The faultfinders have assailed SPARSH on four counts – that its incipient software has been ‘foisted upon’ hapless pensioners, it’s hugely expensive-costing Rs 158 crores – and largely inaccessible, especially across rural India where Internet connectivity is weak, and lastly, that the project was infructuous. All these apprehensions are misplaced.
SPARSH has been developed by Tata Consultancy Services (TCS) that is ranked second among IT companies globally. Operating in 149 locations across 46 countries, TCS can surely be trusted by the naysayers to handle such a project. Certainly, a company of this standing, or even the DAD, does not need tutoring in computerisation.
DAD’s credentials in digitising its operations are impressive. It was one of the first government departments to computerise its workings, albeit to a limited extent, in the 1960s via cumbersome Hollerith machines at its offices in Meerut, before expanding its digital footprint over the following decades.

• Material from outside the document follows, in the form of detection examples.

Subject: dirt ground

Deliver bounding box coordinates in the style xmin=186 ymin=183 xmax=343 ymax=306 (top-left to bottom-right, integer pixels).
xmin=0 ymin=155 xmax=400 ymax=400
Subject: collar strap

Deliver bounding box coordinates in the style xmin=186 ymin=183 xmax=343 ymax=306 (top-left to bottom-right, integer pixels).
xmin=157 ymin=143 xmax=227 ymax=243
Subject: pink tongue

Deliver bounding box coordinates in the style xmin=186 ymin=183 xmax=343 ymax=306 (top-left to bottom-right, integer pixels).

Many of the programmes crafted inhouse by the DAD are currently still in use and comprise the backbone of its financial management system.
SPARSH’s project cost of Rs 158 crore is anything but expensive, constituting 0.13% of the overall defence pensions budget of Rs 1,19,696 crore. This cost has anyway been docked to the DAD’s running expenses and not to the pensions budget. Besides, of this total cost, some Rs 68 crore has been expended on installing hardware, Rs 10 crore on software development and the remaining Rs 70 crore has been allocated to servicing the project till 2027.

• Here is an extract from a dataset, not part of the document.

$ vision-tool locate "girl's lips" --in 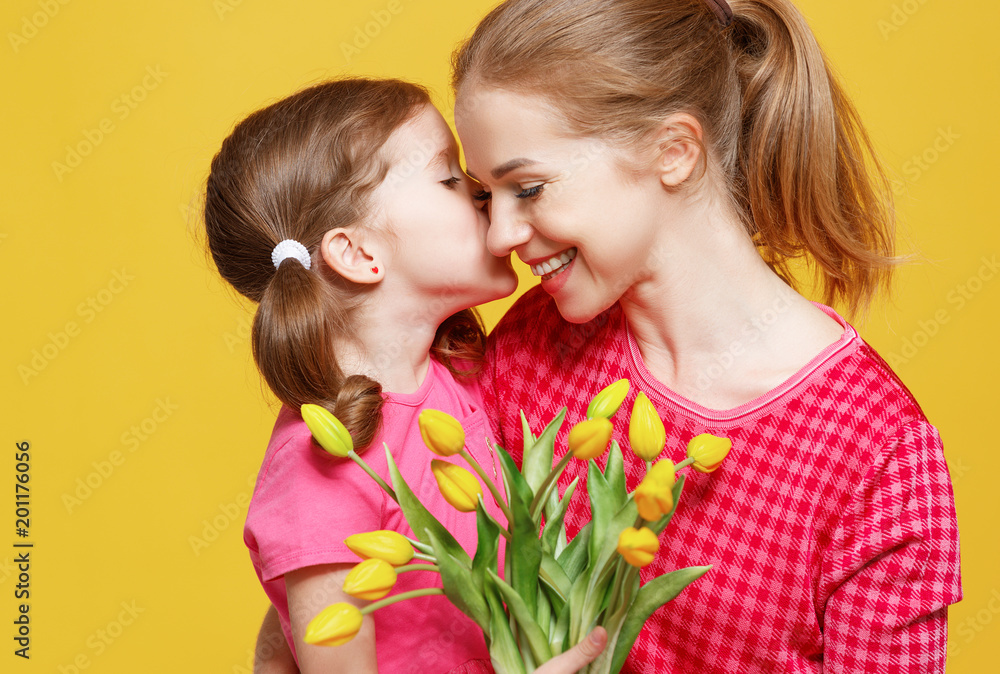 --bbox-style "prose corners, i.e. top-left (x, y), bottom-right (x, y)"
top-left (542, 252), bottom-right (576, 295)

Secondly, the bogey of poor Internet connectivity is ironic given the impending nationwide introduction of 5G communication networks. Moreover, no pensioner has to personally execute any operation on the SPARSH portal for sanction and disbursement of pension, obviating all hurdles of veterans being technologically challenged. As for grievance redressal, or any other assistance needed for tracking the sanction or disbursement of pensions, the DAD has instituted an elaborate resolution network.
This comprises 4.5 lakh Common Service Centres of the Ministry of Electronics and Information Technology spread across the country, down to the level of each 6,614 Gram Panchayats which provide varied services. This network is further supplemented by 197 Regimental Record and other DAD Offices and more than 800 branches of two public and one private sector banks with many more expected to pitch in.

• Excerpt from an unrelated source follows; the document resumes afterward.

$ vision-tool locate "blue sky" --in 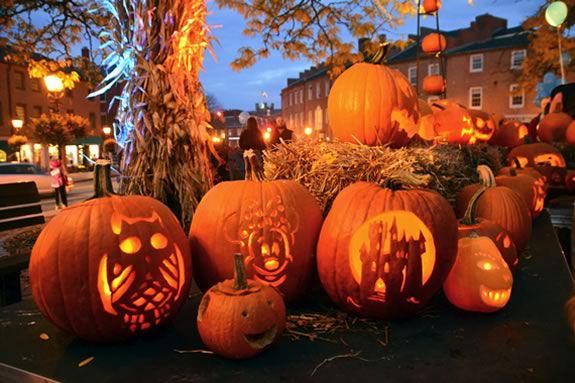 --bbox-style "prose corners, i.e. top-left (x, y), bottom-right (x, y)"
top-left (201, 0), bottom-right (543, 110)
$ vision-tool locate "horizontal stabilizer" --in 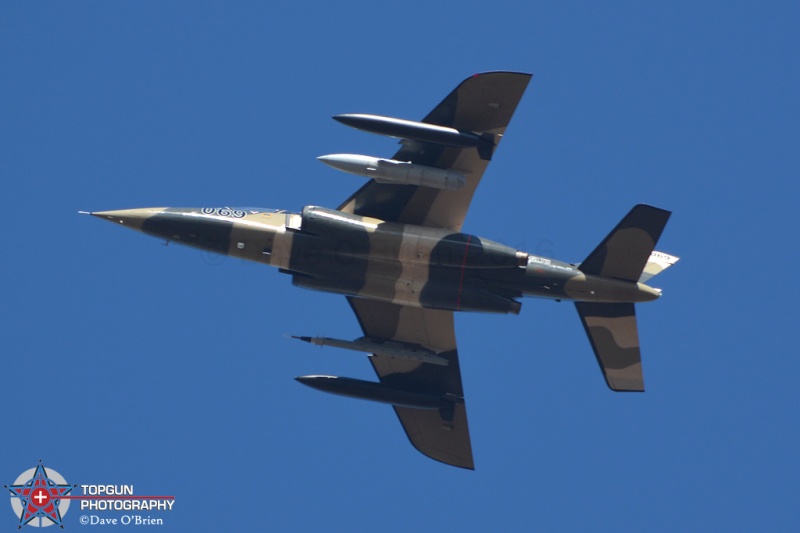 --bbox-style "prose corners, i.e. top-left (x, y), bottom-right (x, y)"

By the time SPARSH is fully implemented, all veterans will be able to receive assistance regarding their pensions within a 5 km radius of their homes. Expectedly, this service will come at a price, but reliable sources indicate that this may be no more than Rs 10 crore annually, significantly less than the Rs 200-odd crore that is presently paid each year to banks as service charges for disbursing pensions.
The apprehension that the DAD wants to expand its empire to ‘dominate’ the armed forces with its financial clout is equally outlandish, as the strength of the DAD’s 64-odd Defence Pension Disbursement Offices, which will also function as service centres, is likely be halved with SPARSH gaining ascendency.
The averment by veterans that SPARSH is inadequate betrays ignorance and an inherent bias against DAD. As always, the proof of the pudding lies in the eating and SPARSH has, so far, amply vindicated itself. It has reduced the average time taken for sanctioning pensions to current retirees from four months to just 17 days, for disbursement of the first payment of gratuity and commuted pensions from one month to 1-2 days, and grievance redressal from 30 days to merely 3-4 days.
Amit Cowshish is a former financial advisor (acquisitions), Ministry of Defence.